The promises of God can, for all of us too much of the time be largely words on a page. But God's rainbow is to remind us that they are much more than that -- much more than mere words --, they are real, essential, living, things. Things to grasp, to hold on to, to stand upon, and, in the darkness and the storms of life, to climb up on for safety.

On his death bed Isaac Watts was asked by a friend in that rhetorical way questions can be asked at such a time: Do you believe the promises of God? He replied, "I believe them enough to venture an eternity on them!" He was climbing not tracing the rainbow!

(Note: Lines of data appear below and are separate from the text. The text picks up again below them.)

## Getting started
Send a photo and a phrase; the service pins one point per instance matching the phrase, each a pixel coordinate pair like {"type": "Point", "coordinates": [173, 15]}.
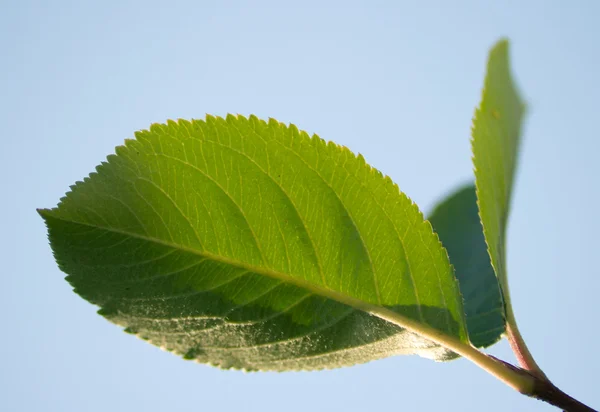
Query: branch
{"type": "Point", "coordinates": [546, 391]}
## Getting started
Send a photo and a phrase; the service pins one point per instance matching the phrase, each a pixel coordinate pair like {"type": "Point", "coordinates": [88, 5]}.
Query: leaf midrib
{"type": "Point", "coordinates": [419, 328]}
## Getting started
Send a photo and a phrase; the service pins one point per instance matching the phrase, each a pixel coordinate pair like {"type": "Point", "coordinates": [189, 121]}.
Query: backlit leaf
{"type": "Point", "coordinates": [247, 244]}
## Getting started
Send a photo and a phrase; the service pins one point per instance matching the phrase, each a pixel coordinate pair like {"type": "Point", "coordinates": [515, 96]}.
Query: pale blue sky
{"type": "Point", "coordinates": [392, 80]}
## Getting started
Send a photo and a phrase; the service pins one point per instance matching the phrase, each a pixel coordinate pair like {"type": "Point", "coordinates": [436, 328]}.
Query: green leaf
{"type": "Point", "coordinates": [456, 221]}
{"type": "Point", "coordinates": [495, 143]}
{"type": "Point", "coordinates": [247, 244]}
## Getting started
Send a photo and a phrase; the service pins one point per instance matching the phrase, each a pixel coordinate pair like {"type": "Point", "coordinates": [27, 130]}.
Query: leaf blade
{"type": "Point", "coordinates": [456, 221]}
{"type": "Point", "coordinates": [210, 186]}
{"type": "Point", "coordinates": [496, 135]}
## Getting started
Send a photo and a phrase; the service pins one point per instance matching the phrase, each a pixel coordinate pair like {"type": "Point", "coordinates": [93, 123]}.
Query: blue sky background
{"type": "Point", "coordinates": [392, 80]}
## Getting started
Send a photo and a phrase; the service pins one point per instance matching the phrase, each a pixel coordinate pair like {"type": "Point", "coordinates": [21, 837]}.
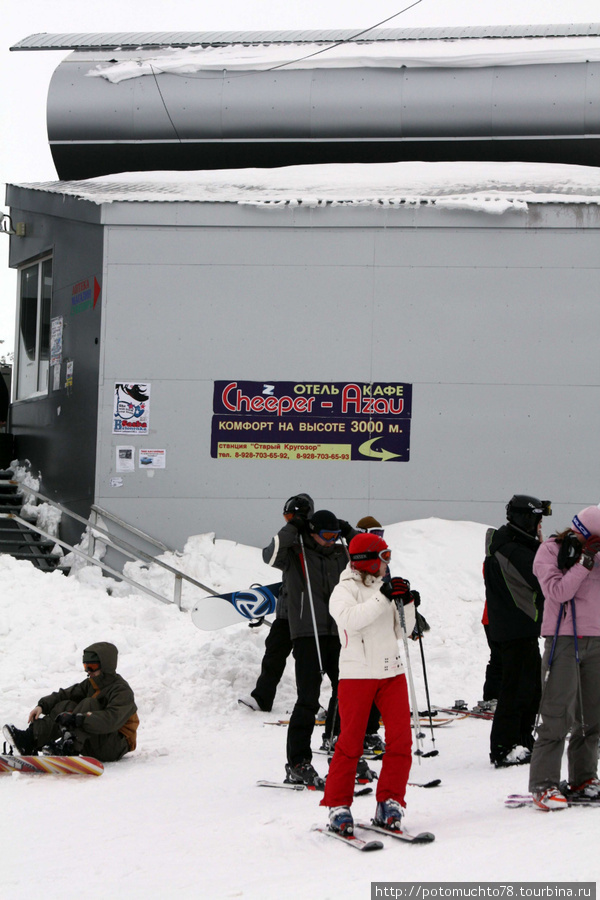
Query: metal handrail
{"type": "Point", "coordinates": [117, 544]}
{"type": "Point", "coordinates": [147, 537]}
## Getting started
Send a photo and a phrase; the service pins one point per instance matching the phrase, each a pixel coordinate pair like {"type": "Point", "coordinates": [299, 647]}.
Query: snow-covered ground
{"type": "Point", "coordinates": [182, 816]}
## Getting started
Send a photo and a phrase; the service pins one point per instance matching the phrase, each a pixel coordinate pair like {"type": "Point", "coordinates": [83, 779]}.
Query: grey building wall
{"type": "Point", "coordinates": [493, 319]}
{"type": "Point", "coordinates": [57, 432]}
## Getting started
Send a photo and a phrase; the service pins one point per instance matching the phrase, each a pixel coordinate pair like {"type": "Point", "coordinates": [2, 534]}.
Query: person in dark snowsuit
{"type": "Point", "coordinates": [96, 717]}
{"type": "Point", "coordinates": [318, 568]}
{"type": "Point", "coordinates": [515, 607]}
{"type": "Point", "coordinates": [278, 643]}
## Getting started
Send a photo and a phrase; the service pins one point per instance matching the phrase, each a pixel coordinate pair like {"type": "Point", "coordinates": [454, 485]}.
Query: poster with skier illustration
{"type": "Point", "coordinates": [131, 411]}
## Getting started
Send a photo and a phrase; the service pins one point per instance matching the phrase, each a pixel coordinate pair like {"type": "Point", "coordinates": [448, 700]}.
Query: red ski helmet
{"type": "Point", "coordinates": [367, 551]}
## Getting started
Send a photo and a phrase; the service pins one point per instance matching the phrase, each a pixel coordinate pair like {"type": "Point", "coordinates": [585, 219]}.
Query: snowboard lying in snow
{"type": "Point", "coordinates": [51, 765]}
{"type": "Point", "coordinates": [222, 610]}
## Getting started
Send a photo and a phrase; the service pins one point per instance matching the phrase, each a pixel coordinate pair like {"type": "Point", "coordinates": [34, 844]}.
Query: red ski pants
{"type": "Point", "coordinates": [355, 697]}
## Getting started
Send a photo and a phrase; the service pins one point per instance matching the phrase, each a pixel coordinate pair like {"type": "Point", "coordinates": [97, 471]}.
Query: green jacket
{"type": "Point", "coordinates": [107, 698]}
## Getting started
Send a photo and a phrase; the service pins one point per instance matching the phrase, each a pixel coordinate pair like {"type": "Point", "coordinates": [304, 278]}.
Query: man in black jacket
{"type": "Point", "coordinates": [312, 560]}
{"type": "Point", "coordinates": [515, 607]}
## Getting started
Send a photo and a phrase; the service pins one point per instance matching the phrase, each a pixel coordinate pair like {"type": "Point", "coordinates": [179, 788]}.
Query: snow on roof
{"type": "Point", "coordinates": [388, 54]}
{"type": "Point", "coordinates": [491, 187]}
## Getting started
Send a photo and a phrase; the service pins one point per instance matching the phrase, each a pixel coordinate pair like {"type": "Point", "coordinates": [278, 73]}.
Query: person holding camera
{"type": "Point", "coordinates": [309, 554]}
{"type": "Point", "coordinates": [371, 671]}
{"type": "Point", "coordinates": [568, 569]}
{"type": "Point", "coordinates": [515, 605]}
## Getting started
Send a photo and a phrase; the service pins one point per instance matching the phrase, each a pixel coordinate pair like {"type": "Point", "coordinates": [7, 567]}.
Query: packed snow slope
{"type": "Point", "coordinates": [182, 816]}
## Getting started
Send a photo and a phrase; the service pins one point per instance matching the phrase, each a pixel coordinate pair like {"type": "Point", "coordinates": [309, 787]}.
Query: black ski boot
{"type": "Point", "coordinates": [22, 741]}
{"type": "Point", "coordinates": [304, 773]}
{"type": "Point", "coordinates": [364, 775]}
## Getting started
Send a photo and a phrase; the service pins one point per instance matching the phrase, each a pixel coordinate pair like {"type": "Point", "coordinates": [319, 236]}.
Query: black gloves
{"type": "Point", "coordinates": [397, 589]}
{"type": "Point", "coordinates": [345, 528]}
{"type": "Point", "coordinates": [589, 550]}
{"type": "Point", "coordinates": [70, 720]}
{"type": "Point", "coordinates": [416, 598]}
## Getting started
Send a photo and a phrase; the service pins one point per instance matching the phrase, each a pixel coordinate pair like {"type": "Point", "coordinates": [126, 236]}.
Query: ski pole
{"type": "Point", "coordinates": [411, 686]}
{"type": "Point", "coordinates": [578, 664]}
{"type": "Point", "coordinates": [420, 637]}
{"type": "Point", "coordinates": [547, 674]}
{"type": "Point", "coordinates": [311, 604]}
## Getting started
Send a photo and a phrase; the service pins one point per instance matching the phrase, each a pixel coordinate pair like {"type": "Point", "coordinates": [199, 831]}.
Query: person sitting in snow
{"type": "Point", "coordinates": [96, 717]}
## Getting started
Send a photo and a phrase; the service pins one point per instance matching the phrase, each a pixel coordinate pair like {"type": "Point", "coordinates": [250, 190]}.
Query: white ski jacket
{"type": "Point", "coordinates": [369, 627]}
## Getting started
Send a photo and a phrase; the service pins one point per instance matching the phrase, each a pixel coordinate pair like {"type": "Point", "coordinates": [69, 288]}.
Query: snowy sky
{"type": "Point", "coordinates": [24, 153]}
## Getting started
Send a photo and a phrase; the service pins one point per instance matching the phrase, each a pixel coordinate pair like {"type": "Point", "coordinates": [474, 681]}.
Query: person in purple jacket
{"type": "Point", "coordinates": [567, 567]}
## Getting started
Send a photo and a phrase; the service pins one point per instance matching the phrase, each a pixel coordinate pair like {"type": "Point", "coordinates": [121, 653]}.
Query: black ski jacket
{"type": "Point", "coordinates": [324, 565]}
{"type": "Point", "coordinates": [515, 602]}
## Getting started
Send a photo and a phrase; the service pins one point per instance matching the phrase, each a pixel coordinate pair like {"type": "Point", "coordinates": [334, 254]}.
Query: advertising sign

You must live through your storms, brethren. Our Savior taught us that. Through many tribulations it is necessary to inherit the kingdom of God. But God is merciful and has made himself your friend and in the covenant, he has so mercifully made with you has made promises to you that cover every possible situation of your life. Whatever you really need: peace, joy, provision of the necessities of life, strength in the face of temptation, wisdom, assurance of God's love, whatever you need, he has made a promise to you. He will not treat you as you deserve, and, having given his Son for you will surely also, with him, freely give you all things. He has even given you a reminder of his faithfulness and the certainty of his care -- the rainbow.

No tracing of rainbows for us -- no mere inspecting of the promises of God, from a distance and with a mere hope that they might prove true. No, grasp the rainbow -- in Calvin's ponderous but powerful phrase, "presume upon the veracity of God," and climb up to where the sun is shining and all the brilliant colors can be seen.